Hi fellow NUDHLers,
I really regret not being able to attend today’s meeting, but I’m going to point you all to a sound-interested DH project completed recently by a former mentor of mine in the Department of English at North Carolina State University. Some of you may have heard of it already – it got around on Twitter this week a bit. Professor John Wall, who specializes in 17c lyric poetry (Donne, Herbert, &c) and early modern faith communities, was principal investigator in the collaborative effort that is the “Virtual Paul’s Cross Project.” For this project, which seeks to reconstruct digitally the physical and sonic space of Paul’s Churchyard in early modern London, Dr. Wall worked not only with humanities folks, but also with architects, sound engineers, linguistics scholars, and actors.

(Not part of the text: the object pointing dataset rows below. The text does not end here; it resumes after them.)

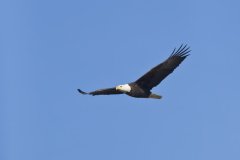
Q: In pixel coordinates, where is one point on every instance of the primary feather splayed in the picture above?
(141, 88)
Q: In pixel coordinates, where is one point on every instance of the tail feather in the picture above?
(155, 96)
(80, 91)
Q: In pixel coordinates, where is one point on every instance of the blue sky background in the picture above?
(49, 48)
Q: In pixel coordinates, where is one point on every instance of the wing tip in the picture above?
(182, 51)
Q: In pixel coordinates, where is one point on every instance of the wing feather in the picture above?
(161, 71)
(106, 91)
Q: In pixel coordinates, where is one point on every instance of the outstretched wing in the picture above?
(106, 91)
(161, 71)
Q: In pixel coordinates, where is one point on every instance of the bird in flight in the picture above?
(141, 88)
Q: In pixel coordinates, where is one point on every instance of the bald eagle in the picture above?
(141, 88)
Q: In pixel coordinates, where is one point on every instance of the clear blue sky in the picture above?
(49, 48)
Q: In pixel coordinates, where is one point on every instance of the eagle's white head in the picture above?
(124, 88)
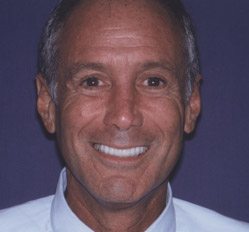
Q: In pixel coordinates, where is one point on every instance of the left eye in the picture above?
(154, 82)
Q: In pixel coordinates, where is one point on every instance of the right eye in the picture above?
(91, 82)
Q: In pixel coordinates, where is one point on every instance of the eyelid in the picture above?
(162, 80)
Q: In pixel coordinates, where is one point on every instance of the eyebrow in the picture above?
(160, 64)
(77, 67)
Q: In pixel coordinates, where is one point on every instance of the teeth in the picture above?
(120, 152)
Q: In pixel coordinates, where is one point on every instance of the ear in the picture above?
(45, 104)
(193, 107)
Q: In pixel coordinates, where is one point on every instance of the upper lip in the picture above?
(121, 147)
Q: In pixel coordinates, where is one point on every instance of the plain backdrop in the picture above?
(214, 170)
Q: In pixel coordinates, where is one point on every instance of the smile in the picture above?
(131, 152)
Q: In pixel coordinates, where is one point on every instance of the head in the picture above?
(122, 70)
(48, 59)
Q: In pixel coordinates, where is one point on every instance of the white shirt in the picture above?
(52, 214)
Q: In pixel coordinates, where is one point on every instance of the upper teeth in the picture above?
(120, 152)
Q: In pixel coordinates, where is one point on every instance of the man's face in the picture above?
(120, 116)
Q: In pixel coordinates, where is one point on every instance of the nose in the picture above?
(123, 110)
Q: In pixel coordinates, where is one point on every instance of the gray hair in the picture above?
(48, 58)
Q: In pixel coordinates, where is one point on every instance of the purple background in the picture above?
(214, 170)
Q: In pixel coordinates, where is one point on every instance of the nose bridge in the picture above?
(123, 109)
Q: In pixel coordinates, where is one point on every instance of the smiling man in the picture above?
(118, 83)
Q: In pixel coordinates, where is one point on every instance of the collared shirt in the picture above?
(52, 214)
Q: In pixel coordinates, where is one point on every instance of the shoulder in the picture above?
(28, 217)
(191, 217)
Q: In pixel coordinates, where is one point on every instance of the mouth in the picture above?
(129, 152)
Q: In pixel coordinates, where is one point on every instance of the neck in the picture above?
(107, 216)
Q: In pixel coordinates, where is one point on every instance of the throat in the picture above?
(103, 216)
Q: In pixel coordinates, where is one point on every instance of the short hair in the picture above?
(48, 59)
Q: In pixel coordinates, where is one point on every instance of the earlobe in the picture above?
(45, 104)
(193, 107)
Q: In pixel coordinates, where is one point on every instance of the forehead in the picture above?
(120, 24)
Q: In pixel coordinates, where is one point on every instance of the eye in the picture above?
(155, 82)
(91, 82)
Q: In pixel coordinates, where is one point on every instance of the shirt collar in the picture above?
(64, 220)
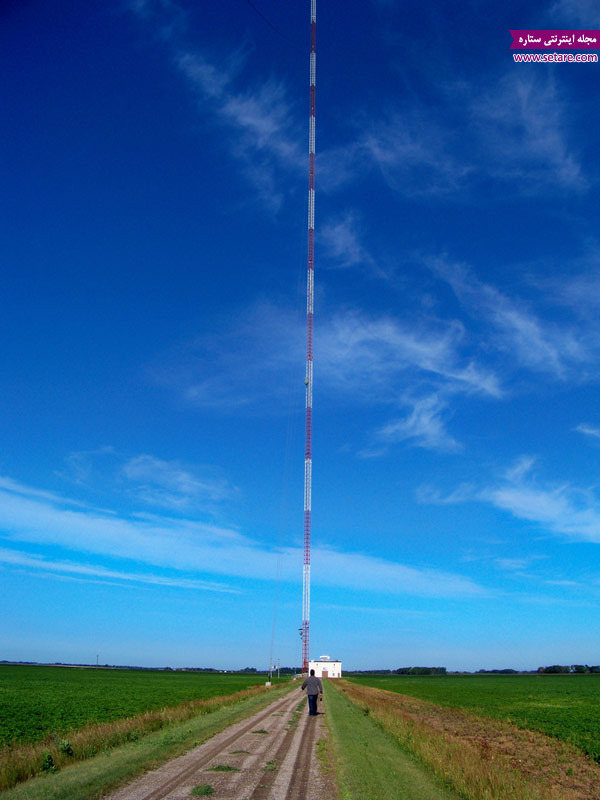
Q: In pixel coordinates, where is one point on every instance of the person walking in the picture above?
(314, 688)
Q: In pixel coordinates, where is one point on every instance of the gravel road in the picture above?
(270, 756)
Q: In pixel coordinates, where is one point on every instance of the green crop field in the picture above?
(36, 701)
(564, 706)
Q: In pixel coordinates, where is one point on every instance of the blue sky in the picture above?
(154, 253)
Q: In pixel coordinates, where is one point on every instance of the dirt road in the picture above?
(270, 756)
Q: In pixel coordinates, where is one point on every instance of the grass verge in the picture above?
(482, 759)
(370, 763)
(97, 775)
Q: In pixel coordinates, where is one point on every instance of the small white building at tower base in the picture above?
(326, 667)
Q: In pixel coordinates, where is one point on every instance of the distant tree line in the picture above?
(420, 671)
(578, 669)
(497, 671)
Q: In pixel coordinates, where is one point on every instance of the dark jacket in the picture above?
(313, 685)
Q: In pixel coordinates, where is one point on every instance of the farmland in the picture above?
(564, 706)
(36, 701)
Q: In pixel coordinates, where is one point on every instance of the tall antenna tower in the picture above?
(305, 630)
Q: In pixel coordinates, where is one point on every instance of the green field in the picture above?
(36, 701)
(564, 706)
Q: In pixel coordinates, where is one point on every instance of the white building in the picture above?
(326, 667)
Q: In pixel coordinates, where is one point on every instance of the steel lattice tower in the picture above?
(305, 630)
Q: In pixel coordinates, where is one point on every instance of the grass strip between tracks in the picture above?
(96, 776)
(369, 762)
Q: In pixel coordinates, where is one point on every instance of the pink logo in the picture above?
(546, 40)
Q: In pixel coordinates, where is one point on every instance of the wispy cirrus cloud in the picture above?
(39, 563)
(170, 485)
(559, 509)
(534, 342)
(148, 480)
(589, 430)
(257, 120)
(342, 240)
(424, 427)
(189, 547)
(522, 128)
(356, 350)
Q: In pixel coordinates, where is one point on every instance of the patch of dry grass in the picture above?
(483, 759)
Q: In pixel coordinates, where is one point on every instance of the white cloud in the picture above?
(522, 126)
(341, 238)
(168, 484)
(535, 343)
(424, 427)
(361, 359)
(194, 547)
(562, 510)
(411, 150)
(17, 558)
(355, 349)
(588, 430)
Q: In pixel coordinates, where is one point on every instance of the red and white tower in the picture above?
(305, 630)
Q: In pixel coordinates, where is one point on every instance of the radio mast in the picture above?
(308, 380)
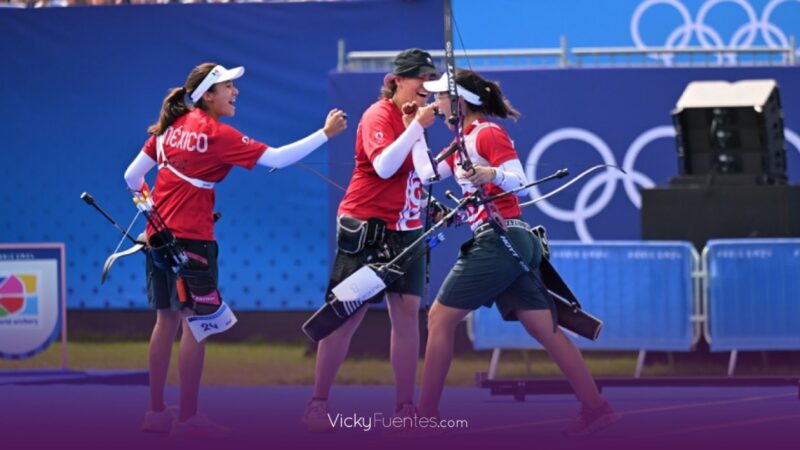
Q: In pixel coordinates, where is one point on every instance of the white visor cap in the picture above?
(440, 85)
(218, 74)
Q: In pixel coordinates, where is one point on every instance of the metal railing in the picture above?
(563, 56)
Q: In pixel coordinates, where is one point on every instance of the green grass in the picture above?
(252, 364)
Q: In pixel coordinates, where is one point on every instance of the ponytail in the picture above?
(493, 101)
(174, 105)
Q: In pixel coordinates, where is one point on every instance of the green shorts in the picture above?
(412, 283)
(486, 273)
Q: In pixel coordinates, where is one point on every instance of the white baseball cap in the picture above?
(218, 74)
(440, 85)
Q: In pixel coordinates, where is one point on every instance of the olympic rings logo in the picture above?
(707, 36)
(631, 182)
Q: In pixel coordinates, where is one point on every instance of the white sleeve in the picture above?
(423, 166)
(392, 157)
(134, 175)
(510, 175)
(280, 157)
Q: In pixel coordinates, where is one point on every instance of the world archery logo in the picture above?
(19, 300)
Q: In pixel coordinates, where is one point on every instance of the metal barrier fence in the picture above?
(752, 295)
(563, 56)
(647, 294)
(742, 294)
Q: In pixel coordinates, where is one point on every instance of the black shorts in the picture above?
(412, 283)
(162, 292)
(486, 273)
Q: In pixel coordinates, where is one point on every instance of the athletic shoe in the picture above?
(158, 422)
(198, 426)
(592, 420)
(316, 417)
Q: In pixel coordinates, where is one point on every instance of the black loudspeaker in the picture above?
(730, 133)
(701, 213)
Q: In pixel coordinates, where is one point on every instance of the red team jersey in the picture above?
(395, 200)
(487, 144)
(197, 146)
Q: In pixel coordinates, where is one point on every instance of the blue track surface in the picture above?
(91, 416)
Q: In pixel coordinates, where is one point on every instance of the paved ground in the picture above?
(90, 416)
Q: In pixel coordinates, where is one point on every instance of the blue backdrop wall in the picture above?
(81, 85)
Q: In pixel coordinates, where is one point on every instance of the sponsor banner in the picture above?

This project is, in important ways, an occasional one. At the center of this effort is the digital restaging of John Donne’s famous “Gunpowder Sermon,” originally delivered on November 5, 1622. In fact, Dr. Wall and his collaborators gathered on Monday at the brand-new Hunt Library (which deserves another post on this blog, honestly, for its famous “book bot” system) for both the 391st anniversary of this sermon’s delivery and the unveiling of the VPCP visual model, constructed by Joshua Stephens and rendered by Jordan Grey. A look through the images on the project’s website gives you a sense of the spatial environment of Paul’s Churchyard, which in Donne’s time was a vibrant and often chaotic center in which religious zealots, booksellers, dogs and cats, and curious Londoners of all stripes met and brushed shoulders. In building this model, these scholars collated a number of early modern drawings and engravings that gave them greater insight into the architectural peculiarities of the churchyard (such as the very distinct preaching station).
The soundscapes included in this project’s website are really fascinating as well – you can hear the simulated ambient sounds of the churchyard at different times of day (bells, dogs, carts, people), and with different sizes of crowds (such as one can see, for instance, in a painting by John Gipkin, 1616). You can also view the preaching station from different viewpoints and hear an actor reading Donne’s speech, taking into account the spatial elements of the churchyard, of course. As for design, the website gets too texty and scrolly at times in my view, and I wish that I could see the finished model more flexibly as I assume it was presented this past Monday. There is a video, of course, for now. At any rate, though, this project a great case of collaboration between scholars, historians, sound designers, actors, and architects, and it shows one way in which 3D modeling and sound studies can be fused with investigations into the religious and literary environment of Donne’s England. Check it out!